因幡屋ぶろぐ

劇評かわら版「因幡屋通信」主宰
宮本起代子による幸せの観劇記録。
舞台の印象をより的確により豊かに記せますよう・・・

ハイリンド第3回公演『法王庁の避妊法』

2007-01-07 | 舞台
*飯島早苗、鈴木裕美作 春芳演出 下北沢「劇」小劇場 14日まで 公式サイトはこちら。
 中学時代の恩師からずっと以前にいただいた年賀状に、こんな詩が書かれていた。「花は美しい。月も美しい。まじめさはもっと美しい」。今回のハイリンドの舞台をみて、この詩を思い出した。

 婦人の排卵の時期という謎に取り組むことで、 「オギノ式」と呼ばれる避妊法が誕生するまでの悲喜こもごもがぎっしり詰まった2時間15分。産婦人科医荻野久作と妻とめの評伝にとどまらず、男であること、女であること、子どもを産む人、産まない人、多くの人の心にさまざまなことを考えさせる作品だ。子どもを産むというのは本来極めて個人的なことであるが、人が人として生きていく上で「関係ない」と避けては通れない問題であることが伝わってくる。ある立場の人が善かれと思ってしたことが、別の立場の人にとっては辛いことだったり、非常に奥が深く、絶対的な正解がない。それこそ神の領域であり、しかしそこに人生のすべてをかけて情熱を注ぎ込んだ人々の姿は、涙が出るほど美しい。台詞の音量や演技など、もう少し抑制したほうがいいかな?と思ったが、それでもやはり。

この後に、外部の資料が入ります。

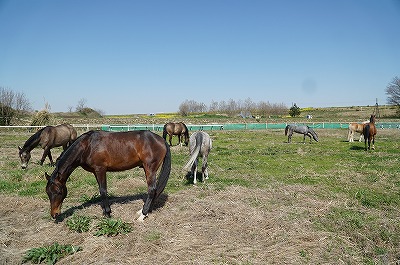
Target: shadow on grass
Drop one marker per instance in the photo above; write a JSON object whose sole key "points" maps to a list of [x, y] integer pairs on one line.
{"points": [[158, 203], [357, 147]]}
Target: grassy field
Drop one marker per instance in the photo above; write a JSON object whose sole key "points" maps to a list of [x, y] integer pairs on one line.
{"points": [[266, 202]]}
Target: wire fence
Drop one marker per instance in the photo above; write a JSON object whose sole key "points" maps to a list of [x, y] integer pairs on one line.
{"points": [[207, 127]]}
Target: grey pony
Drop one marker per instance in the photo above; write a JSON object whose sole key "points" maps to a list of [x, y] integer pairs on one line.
{"points": [[200, 144]]}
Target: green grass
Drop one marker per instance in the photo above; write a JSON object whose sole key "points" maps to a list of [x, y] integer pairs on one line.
{"points": [[49, 254], [79, 223], [112, 227]]}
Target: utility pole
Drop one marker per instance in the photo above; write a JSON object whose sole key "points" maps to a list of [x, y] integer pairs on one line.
{"points": [[376, 110]]}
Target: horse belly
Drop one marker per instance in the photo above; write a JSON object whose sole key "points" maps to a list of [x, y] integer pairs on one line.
{"points": [[117, 159]]}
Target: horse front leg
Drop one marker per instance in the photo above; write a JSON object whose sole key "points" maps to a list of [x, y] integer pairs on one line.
{"points": [[102, 182], [204, 167], [151, 194], [46, 153], [194, 171]]}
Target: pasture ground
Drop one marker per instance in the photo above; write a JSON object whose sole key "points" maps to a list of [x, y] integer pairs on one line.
{"points": [[266, 202]]}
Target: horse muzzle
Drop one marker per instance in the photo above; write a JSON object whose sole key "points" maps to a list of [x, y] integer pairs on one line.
{"points": [[55, 212]]}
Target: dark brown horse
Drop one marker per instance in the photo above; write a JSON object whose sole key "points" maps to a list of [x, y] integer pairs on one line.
{"points": [[179, 128], [369, 133], [356, 127], [47, 137], [99, 152]]}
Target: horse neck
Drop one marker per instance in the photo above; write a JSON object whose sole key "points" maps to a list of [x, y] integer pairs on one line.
{"points": [[33, 141], [69, 161]]}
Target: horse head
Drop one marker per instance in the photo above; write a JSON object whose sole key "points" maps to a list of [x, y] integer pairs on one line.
{"points": [[372, 118], [24, 156], [57, 192]]}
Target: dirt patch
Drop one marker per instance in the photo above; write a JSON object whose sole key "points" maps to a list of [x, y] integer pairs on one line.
{"points": [[195, 226]]}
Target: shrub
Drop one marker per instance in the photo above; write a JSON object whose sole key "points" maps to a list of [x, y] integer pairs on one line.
{"points": [[50, 254], [112, 227], [79, 223]]}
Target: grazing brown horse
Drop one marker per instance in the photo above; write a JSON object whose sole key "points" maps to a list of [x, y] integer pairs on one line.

 今回の観劇で、ハイリンドに対する信頼がさらに強くなったのだが、作品によってこれほど自在に変われる俳優さんたちは珍しいのではないかと思う。俳優自身が持つ個性があるから、何度も見ていれば自然に「当たり役、はまり役」ができてくる。それは俳優としては善し悪し両面だ。「こんな役をやらせたら天下一品」の反面、「いつもこんな役なのね」ともなるし、さらに「何を演じても○○」ということにもなり得る。ハイリンドにはそれがない。戯曲を信頼し、大切にする姿勢がそうさせるのだろうか。荻野医師や妻のとめの人柄が、演じる俳優に溶け込んだかのようであった。

 誠実であること、一生懸命であること、まじめであることは美しい。心からそう思える舞台に出会えた。
 次回公演で、いよいよ新宿のシアタートップスに進出するとのこと。ハイリンドならきっと、ハイリンドならもっと。